Para los sobrevivientes, había un calentadito o un guiso de pescado que la tía Luz, con toda la energía de una mujer acostumbrada al combate diario con la vida, preparaba de manera sabrosa y diligente. A estas alturas de la fiesta, yo ya estaba en mi cama, durmiendo la gran borrachera que me había hecho hablar hasta por los codos y me había mandado, finalmente, con paso vacilante hasta el baño para arrojar –que tal desperdicio, por Dios- la deliciosa comida de la tía Luz.
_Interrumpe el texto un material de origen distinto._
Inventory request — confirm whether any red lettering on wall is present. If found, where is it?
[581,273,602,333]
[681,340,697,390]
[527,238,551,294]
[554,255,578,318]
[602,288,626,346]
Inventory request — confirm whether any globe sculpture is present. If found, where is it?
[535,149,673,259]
Yo me enteraba de los últimos detalles de la fiesta en los días siguientes, cuando en las noches nos reuníamos todos en casa y hacíamos unas sobremesas divertidas intercambiando comentarios e historias de todo lo que había ocurrido en la celebración.

Y recuerdo también con cierta nostalgia, aquellas noches, ya del dos de mayo, cuando la noche avanzaba y el tío Pepe, con su bata azul, sin afeitar y el escaso pelo que le crecía a los lados de su noble cabeza calva, echaba una mirada cansina a la imagen televisiva y hacía algunos comentarios sobre la fiesta y el buen rato vivido. A veces se reía, recordando algunos momentos divertidos. Yo lo miraba y escuchaba con afecto y gratitud, acompañando su resaca con la mía. “Y esto es la vida, Rogelio”, me decía, entre nostálgico e irónico.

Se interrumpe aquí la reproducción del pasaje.